The appraisal of my own condominium for refinancing at the crest of the mortgage boom is illustrative. When the appraiser arrived, I made my pitch, pointing out enhancements that could boost his valuation. I was armed with printouts of every sale in the building for the previous year. It was all superfluous. The appraiser simply looked around and asked, "What value do you need?" I told him, and that is what I got.

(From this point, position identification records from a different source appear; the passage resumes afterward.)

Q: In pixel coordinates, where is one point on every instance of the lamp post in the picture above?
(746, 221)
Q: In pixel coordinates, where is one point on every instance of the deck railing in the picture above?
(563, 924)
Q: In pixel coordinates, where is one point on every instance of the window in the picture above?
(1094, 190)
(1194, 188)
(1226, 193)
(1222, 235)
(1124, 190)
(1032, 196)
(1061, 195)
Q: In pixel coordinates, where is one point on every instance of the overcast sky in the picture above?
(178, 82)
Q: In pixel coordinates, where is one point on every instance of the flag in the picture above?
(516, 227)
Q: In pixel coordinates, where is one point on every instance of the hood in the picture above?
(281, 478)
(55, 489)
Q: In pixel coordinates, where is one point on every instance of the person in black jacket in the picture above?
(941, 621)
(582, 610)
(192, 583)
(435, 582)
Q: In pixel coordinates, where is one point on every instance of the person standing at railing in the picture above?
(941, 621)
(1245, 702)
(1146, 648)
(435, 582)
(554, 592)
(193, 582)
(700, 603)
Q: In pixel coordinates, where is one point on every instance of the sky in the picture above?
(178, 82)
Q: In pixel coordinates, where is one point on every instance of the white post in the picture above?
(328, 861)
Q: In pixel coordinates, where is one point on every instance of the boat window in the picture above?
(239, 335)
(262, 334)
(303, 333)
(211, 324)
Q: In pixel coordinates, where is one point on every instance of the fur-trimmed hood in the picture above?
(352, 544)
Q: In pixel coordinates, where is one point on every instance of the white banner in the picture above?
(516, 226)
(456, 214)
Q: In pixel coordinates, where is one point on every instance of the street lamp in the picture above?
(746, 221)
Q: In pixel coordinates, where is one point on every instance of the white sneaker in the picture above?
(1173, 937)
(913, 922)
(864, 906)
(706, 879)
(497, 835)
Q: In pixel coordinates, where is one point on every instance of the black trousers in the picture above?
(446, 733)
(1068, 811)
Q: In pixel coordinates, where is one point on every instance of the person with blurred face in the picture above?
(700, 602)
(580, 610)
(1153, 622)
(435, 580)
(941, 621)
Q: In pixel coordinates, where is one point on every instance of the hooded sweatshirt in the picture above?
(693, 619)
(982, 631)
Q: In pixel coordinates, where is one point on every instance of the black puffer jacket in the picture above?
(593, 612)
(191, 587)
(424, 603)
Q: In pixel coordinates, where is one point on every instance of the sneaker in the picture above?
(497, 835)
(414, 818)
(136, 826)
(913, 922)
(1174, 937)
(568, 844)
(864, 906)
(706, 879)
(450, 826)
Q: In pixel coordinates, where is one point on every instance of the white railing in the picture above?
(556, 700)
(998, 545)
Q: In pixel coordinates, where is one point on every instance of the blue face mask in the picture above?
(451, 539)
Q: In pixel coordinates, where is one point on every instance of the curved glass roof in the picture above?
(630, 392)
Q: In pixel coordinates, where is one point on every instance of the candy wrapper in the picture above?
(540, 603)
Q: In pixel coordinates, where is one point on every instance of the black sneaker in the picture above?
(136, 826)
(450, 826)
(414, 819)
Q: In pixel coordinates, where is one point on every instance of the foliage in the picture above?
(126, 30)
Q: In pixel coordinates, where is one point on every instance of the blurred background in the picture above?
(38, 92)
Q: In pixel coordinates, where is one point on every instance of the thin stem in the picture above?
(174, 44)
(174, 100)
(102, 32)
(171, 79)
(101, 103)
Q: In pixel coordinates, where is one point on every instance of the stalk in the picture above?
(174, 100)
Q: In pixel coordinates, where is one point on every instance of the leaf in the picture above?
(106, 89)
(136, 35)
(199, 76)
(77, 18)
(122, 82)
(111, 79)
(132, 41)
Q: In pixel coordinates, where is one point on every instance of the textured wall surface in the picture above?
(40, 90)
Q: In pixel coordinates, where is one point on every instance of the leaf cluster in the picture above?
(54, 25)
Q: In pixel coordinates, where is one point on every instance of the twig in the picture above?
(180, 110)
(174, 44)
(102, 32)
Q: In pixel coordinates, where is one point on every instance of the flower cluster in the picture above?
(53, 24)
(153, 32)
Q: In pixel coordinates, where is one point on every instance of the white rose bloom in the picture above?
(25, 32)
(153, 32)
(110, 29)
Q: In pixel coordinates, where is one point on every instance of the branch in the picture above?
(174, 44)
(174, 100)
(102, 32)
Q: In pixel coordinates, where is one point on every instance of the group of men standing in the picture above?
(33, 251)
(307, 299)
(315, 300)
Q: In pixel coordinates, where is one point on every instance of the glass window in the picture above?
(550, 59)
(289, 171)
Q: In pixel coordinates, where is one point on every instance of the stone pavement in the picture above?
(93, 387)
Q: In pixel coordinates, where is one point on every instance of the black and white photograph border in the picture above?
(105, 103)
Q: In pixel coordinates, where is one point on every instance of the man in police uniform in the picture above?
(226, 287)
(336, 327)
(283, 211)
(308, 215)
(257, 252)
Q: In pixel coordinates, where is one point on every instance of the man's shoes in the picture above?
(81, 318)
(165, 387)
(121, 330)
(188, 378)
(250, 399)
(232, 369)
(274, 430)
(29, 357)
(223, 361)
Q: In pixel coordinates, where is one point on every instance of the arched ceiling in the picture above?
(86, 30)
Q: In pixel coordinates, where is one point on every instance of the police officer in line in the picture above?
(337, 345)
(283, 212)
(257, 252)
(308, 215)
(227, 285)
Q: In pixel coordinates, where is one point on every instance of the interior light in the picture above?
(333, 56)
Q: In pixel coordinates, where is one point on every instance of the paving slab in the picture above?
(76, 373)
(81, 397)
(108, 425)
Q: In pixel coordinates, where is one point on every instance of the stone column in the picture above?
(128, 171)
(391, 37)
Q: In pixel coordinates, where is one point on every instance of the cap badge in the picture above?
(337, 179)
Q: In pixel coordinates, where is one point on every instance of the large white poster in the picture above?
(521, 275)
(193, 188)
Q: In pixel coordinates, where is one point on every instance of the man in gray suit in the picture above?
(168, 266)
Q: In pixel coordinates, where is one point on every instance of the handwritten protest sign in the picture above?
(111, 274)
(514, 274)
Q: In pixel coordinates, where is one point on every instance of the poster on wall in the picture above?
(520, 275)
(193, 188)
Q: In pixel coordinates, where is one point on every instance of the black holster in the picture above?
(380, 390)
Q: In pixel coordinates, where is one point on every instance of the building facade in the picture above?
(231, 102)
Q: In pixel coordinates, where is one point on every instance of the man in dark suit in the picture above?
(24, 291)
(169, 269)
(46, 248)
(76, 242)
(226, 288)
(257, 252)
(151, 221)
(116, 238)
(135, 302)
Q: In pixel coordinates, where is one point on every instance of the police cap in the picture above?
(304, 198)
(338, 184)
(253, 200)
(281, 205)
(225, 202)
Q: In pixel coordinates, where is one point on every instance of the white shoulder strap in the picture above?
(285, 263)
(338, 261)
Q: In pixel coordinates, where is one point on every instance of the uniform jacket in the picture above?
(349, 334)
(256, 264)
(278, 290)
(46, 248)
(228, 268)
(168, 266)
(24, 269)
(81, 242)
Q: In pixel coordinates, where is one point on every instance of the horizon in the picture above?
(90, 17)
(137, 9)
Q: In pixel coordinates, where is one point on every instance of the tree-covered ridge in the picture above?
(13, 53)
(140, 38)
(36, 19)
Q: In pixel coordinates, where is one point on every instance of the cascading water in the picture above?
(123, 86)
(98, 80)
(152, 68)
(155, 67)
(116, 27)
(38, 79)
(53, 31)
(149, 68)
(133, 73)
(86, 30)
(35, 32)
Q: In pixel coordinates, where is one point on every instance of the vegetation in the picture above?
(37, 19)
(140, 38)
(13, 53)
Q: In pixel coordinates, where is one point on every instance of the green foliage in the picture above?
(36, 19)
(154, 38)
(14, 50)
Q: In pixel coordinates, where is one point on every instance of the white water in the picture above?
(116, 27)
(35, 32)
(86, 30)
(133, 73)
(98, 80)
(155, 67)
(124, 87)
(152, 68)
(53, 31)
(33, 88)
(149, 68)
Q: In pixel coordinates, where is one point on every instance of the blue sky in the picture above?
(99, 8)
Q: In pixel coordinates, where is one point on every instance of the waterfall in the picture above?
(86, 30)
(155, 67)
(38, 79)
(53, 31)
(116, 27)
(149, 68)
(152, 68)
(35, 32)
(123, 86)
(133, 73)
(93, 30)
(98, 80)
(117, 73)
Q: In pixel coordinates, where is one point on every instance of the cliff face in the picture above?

Of course, mortgage appraising is a penny-ante business as opposed to the business of the big financial ratings agencies -- Moody's, Standard & Poor's, Duff & Phelps and Fitch. The whole subprime crisis would have been impossible if these firms had waved a red flag by rating the securitization of these assets poorly or by refusing to rate them on the grounds there was not enough historical data.

What caused these completely separate individuals and entities operating in different fields to be too lax in the execution of their responsibilities?

There is a common flaw in the way all of them interact with their industries: They are financially dependent on people and organizations that want to see the transactions completed.

If the property appraiser didn't deliver for the mortgage company, other appraisers could be hired. If AIB International was an obstacle to commerce, the buyer could specify a different auditor, or the Peanut Corp. of America could unilaterally switch.

And what about the rating of Wall Street paper? In a hearing in October 2008 by the House Committee on Oversight and Government Reform, one damning e-mail by a Moody's representative explained what she was told by Mabel Yu of Vanguard, a large mutual-fund company: "It feels like there's a big party out there. The agencies are giving issuers every benefit of the doubt," and "I feel that if Moody's doesn't give the rating, the issuer can simply go elsewhere and get it somewhere else."

Yu was correct. Allowing an audit, appraisal or rating to be given by someone who is dependent on the parties involved in the transaction is an inherent conflict of interest. That is why all three widely divergent fields suffered.

The only solution is to strengthen the guardian structures in our commercial systems.

The basic need is to require that no "guardianship" function have any financial interest in the completion of transactions. The decisions the guardians make must in no way increase or decrease their opportunities for business in the future. In effect, these professional tasks need to operate under a series of guilds of qualified food-safety auditors, property appraisers or financial-rating analysts.

The auditors, appraisers or rating analysts have nothing to lose but their reputations. They can't get more or less business because they cut anyone some slack. Fixing this flaw is the first step in saving capitalism.

Much as society depends on mediating structures such as churches, schools and charities to smooth the rough edges of government and business, so commerce depends on guardians to stand at crucial points in transactions and, sometimes, yell halt. Ensuring that there is no financial conflict of interest that might cause the guardians to stay silent is the crucial task ahead.

Jim Prevor is the founder and editor-in-chief of Phoenix Media Network Inc., a business-to-business media company specializing in the food industry. He regularly writes on food safety and other issues at PerishablePundit.com.